To run test.sh, we need to perform two additional steps:
- Install Docker
- Setup a client
test.sh essentially setups a server exposing the model through a REST Api and then queries this server, evaluating the model. So first, you need to install Docker:
curl -fsSL get.docker.com -o get-docker.sh
sudo sh get-docker.sh
rm get-docker.sh
sudo usermod -aG docker $USER
Unfortunately, for the latter command to have effect, you need to logout and re-login. Do it before proceeding.
The model will be exposed through a REST server. In order to call it, we need a client. The client has been written in the evaluation script, but it needs some dependencies to run. We will be using conda to create the environment for this client.

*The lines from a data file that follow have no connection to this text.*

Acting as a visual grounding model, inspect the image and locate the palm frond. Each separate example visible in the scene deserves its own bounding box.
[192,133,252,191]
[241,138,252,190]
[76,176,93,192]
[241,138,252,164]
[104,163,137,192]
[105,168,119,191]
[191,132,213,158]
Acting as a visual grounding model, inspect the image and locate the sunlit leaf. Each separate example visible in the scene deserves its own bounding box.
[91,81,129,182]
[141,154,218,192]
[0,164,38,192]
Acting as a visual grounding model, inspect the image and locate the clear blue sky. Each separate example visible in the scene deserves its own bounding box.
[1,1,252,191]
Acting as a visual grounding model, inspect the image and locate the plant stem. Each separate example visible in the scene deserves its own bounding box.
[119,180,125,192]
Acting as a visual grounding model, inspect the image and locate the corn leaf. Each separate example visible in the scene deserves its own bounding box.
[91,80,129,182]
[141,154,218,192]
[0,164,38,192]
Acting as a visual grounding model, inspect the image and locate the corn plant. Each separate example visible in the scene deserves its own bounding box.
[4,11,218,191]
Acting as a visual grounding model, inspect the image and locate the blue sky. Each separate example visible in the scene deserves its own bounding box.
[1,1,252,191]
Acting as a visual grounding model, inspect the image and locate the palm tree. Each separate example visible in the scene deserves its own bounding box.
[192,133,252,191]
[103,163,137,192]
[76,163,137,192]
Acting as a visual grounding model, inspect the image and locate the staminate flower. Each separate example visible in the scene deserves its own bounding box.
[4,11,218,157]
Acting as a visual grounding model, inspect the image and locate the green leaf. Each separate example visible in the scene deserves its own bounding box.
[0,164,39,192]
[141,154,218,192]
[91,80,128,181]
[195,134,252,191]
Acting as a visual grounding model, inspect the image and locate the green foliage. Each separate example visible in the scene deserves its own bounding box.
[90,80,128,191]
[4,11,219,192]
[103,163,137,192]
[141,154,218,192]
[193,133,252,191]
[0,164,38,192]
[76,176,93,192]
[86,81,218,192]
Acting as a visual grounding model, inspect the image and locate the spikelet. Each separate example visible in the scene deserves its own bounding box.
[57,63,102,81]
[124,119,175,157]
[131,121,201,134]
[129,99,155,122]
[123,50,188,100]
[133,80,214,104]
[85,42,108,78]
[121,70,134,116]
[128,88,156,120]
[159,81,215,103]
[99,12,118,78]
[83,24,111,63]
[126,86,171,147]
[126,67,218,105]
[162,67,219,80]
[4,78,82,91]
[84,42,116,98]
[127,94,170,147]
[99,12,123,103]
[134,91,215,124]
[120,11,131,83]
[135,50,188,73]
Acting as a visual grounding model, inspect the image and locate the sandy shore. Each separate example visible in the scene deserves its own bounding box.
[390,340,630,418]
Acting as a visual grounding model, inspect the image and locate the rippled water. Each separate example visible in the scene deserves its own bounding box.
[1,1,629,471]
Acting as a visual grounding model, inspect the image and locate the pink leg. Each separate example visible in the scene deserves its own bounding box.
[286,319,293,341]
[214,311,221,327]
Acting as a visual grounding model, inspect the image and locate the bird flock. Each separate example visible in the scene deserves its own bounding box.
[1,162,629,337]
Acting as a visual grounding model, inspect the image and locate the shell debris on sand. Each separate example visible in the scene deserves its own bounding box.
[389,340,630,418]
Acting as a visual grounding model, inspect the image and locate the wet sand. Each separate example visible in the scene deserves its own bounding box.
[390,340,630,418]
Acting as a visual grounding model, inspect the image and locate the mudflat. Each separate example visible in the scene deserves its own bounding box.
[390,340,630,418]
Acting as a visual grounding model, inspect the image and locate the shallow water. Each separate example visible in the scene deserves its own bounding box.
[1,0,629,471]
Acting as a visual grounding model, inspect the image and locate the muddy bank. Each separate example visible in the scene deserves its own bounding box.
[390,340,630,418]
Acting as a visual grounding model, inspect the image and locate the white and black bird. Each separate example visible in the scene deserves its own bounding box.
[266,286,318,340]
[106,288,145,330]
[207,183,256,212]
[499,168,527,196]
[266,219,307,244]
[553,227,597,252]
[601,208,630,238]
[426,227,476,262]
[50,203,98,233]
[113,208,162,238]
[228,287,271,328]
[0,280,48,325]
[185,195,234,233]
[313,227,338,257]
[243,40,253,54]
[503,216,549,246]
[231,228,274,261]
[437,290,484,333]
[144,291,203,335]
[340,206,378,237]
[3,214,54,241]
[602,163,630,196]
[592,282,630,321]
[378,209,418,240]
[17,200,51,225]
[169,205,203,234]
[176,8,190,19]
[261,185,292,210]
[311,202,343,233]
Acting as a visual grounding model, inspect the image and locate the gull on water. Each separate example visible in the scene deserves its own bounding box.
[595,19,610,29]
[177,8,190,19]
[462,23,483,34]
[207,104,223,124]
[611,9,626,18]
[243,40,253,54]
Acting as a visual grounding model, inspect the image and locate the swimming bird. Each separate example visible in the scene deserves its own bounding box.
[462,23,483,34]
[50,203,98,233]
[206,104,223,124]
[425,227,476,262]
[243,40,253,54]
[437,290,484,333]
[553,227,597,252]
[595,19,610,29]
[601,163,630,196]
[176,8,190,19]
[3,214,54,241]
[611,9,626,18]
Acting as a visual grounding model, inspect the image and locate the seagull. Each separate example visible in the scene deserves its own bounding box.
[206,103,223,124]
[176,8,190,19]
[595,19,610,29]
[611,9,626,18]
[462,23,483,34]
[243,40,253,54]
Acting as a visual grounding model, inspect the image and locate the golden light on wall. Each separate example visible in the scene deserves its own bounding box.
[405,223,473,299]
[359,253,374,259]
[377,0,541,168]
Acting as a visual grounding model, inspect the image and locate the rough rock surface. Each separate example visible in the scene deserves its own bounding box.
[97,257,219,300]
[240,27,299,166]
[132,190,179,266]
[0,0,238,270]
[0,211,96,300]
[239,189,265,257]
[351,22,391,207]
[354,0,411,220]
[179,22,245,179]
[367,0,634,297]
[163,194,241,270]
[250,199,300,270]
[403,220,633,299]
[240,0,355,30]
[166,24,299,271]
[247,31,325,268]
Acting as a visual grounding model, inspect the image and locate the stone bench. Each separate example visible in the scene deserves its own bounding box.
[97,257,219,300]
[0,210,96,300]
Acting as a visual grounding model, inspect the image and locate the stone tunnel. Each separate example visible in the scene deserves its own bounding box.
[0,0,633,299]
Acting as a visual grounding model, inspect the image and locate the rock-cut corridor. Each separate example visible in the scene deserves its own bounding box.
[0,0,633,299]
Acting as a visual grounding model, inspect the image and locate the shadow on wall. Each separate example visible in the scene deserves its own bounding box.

conda create -n nlp2021-hw1 python=3.7
conda activate nlp2021-hw1
pip install -r requirements.txt
test.sh is a simple bash script. To run it:
conda activate nlp2021-hw1
bash test.sh data/dev.jsonl
Actually, you can replace data/dev.jsonl to point to a different file, as far as the target file has the same format.
The StudentModel class takes as input two parameters. One is the device, the other one has as default value "SE": the best model is tested. The other two possible parameter values are "IDF-AVG" and "SIF", that can be used in order to test the other two implemented models. In the stud folder there are the corresponding three ipython notebooks containing the three training codes.
In order to be able to run the code with the "SE" model, it is necessary to download the glove.840B.300d vectors (they are needed also for the other two models) and the model and put them in the model/ folder.